Yao Ming attends a Chinese People's Political Consultative Conference meeting on January 13th, 2012.
BEIJING – That’s Comrade Yao to you.
Nearly six months after Yao Ming formally retired from basketball, the 7-foot-6, eight-time NBA All-Star has been anything but idle. In that time, Yao has started college, spearheaded a campaign to end shark-finning, and even started his own vineyard.
But last week he added a new title: Standing committee member of Shanghai’s Chinese People’s Political Consultative Conference (CPPCC).
At 31, Yao is the youngest member of the 142 member committee charged with advising the Communist Party on issues that affect the public interest.

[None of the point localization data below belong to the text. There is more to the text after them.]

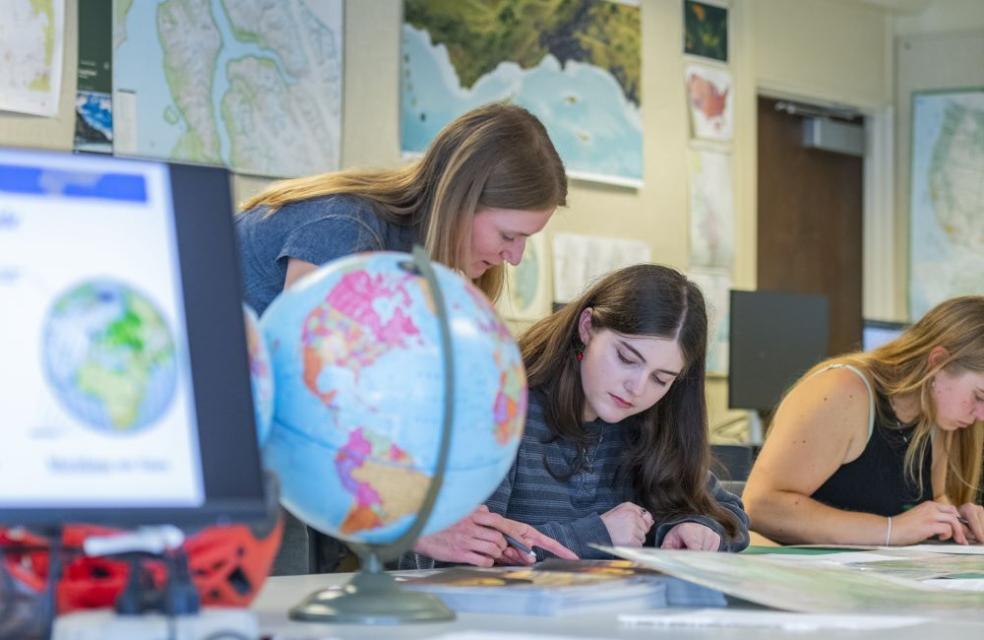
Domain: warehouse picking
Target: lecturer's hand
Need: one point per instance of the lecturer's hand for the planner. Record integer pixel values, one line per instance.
(627, 524)
(477, 539)
(690, 535)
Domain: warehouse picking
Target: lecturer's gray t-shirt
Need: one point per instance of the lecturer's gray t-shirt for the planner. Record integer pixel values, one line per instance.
(316, 231)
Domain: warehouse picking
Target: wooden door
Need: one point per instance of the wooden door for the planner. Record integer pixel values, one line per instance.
(809, 222)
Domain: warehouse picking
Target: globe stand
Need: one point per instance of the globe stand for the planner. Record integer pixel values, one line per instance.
(372, 596)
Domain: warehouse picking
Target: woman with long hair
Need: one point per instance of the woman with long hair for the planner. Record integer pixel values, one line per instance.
(883, 447)
(489, 180)
(616, 449)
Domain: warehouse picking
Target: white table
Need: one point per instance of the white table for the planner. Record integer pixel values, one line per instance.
(281, 593)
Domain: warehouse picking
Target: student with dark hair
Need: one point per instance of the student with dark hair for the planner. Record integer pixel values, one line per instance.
(615, 449)
(883, 447)
(489, 180)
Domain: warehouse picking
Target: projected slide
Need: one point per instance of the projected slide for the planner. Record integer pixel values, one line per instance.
(95, 378)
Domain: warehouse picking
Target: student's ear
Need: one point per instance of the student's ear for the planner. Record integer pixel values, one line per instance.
(584, 325)
(937, 356)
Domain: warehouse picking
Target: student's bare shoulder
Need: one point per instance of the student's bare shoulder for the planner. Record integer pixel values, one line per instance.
(837, 398)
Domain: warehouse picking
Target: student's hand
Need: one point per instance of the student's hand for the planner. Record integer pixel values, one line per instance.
(627, 524)
(974, 527)
(926, 520)
(691, 535)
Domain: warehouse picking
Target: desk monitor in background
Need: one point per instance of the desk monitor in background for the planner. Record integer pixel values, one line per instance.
(878, 332)
(775, 338)
(124, 382)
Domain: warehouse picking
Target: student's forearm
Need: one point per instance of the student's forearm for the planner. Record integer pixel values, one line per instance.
(793, 518)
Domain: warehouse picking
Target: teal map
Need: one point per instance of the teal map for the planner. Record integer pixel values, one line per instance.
(946, 256)
(254, 85)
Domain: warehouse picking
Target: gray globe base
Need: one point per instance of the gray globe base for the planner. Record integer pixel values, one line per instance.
(371, 598)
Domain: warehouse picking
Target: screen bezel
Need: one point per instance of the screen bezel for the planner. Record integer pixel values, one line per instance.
(231, 470)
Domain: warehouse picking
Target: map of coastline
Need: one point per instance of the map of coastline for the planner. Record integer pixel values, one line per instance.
(479, 37)
(947, 229)
(254, 85)
(573, 64)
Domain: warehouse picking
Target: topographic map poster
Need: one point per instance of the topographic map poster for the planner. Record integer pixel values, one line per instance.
(712, 216)
(946, 255)
(255, 85)
(710, 102)
(573, 63)
(580, 260)
(32, 39)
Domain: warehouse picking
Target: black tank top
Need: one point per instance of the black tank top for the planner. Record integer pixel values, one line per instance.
(876, 481)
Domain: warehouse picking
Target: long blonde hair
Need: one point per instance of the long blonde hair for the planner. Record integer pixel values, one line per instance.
(901, 368)
(496, 156)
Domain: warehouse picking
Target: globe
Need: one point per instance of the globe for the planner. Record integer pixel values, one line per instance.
(109, 356)
(260, 374)
(358, 375)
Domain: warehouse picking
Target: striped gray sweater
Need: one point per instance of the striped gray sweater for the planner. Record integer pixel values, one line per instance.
(569, 509)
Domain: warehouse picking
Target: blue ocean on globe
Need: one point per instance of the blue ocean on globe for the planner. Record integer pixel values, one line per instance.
(109, 356)
(358, 376)
(260, 375)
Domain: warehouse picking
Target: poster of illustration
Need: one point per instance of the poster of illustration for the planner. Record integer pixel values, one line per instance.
(705, 30)
(710, 99)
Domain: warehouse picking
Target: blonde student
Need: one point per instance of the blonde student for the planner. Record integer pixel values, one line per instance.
(881, 448)
(615, 449)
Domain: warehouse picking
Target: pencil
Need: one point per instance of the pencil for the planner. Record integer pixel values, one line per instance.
(513, 542)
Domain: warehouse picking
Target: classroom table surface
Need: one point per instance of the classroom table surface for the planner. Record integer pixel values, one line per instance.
(281, 593)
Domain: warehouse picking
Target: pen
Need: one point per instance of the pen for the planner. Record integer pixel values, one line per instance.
(513, 542)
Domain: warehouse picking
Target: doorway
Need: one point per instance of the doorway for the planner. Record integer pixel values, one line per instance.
(810, 209)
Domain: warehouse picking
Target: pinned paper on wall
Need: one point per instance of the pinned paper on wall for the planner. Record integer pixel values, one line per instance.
(528, 293)
(705, 29)
(712, 216)
(32, 41)
(715, 284)
(579, 260)
(710, 100)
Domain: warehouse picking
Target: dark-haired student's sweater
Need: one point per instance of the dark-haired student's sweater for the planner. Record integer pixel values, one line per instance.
(568, 506)
(569, 510)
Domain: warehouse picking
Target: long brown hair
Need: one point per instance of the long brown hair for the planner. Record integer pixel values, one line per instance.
(669, 460)
(902, 368)
(498, 156)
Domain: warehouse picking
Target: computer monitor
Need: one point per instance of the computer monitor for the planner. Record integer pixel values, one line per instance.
(877, 332)
(774, 338)
(124, 381)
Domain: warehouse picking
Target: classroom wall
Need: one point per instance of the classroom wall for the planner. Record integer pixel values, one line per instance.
(831, 51)
(941, 48)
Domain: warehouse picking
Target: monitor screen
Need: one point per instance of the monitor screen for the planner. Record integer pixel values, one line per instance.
(124, 379)
(775, 337)
(878, 332)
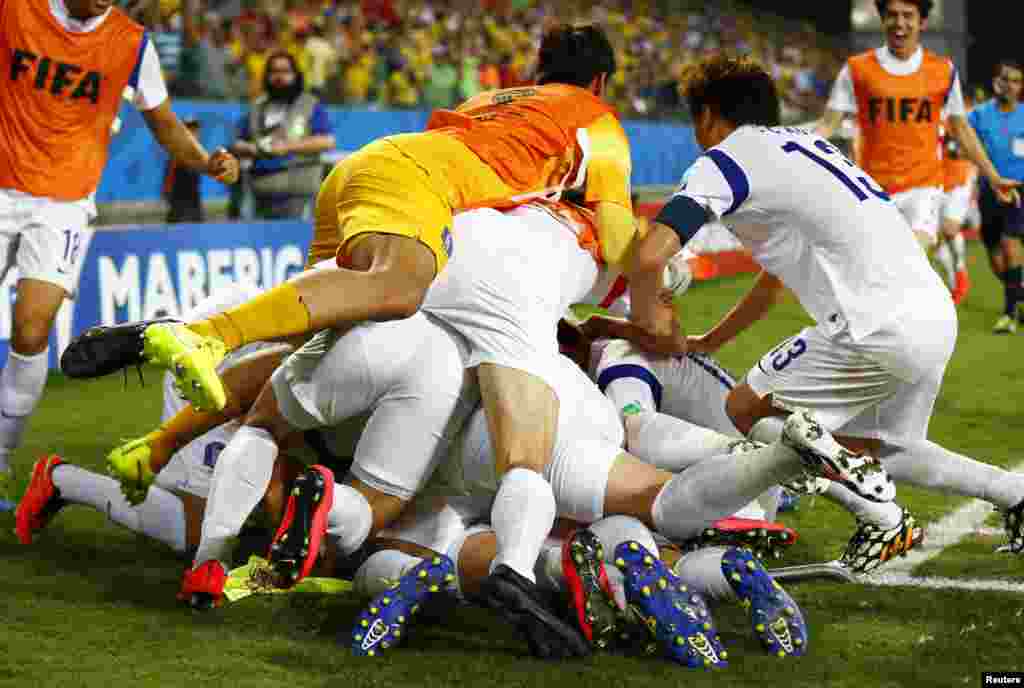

Zhang Chi, a spokesman for Yao Ming told the China Daily that despite taking the position, Yao had no political aspirations beyond pushing policies related to sports and charity, saying, “Yao wants to use his influence to do good deeds for society, but not to seek a political position.”
Judging by what he saw on the first few days on the job, who can blame him?
On Sunday, Yao took his seat on the committee to much fanfare. Unfortunately for the other members there, the assembled media stuck around long enough to catch – and publish – what many of these consultative meetings often look like: a snooze-fest.
With arms-folded and intent gaze, Yao is seen in one picture listening attentively while his fellow committee members doze off.
The picture was picked up on by China’s microblogging sphere and soon went viral. Some netizens pointedly suggested that the photos may have come during a break in the committee hearings, but most people responded with amusement to the scene they’ve come to expect from such events.
“Poor Yao, he probably regrets being that tall and not being able to sleep!” wrote one commentator on China’s twitter-like service, Weibo.
“Yao Ming is still new to meetings like this,” wrote another before continuing, “He’ll be just like the rest of them soon enough.”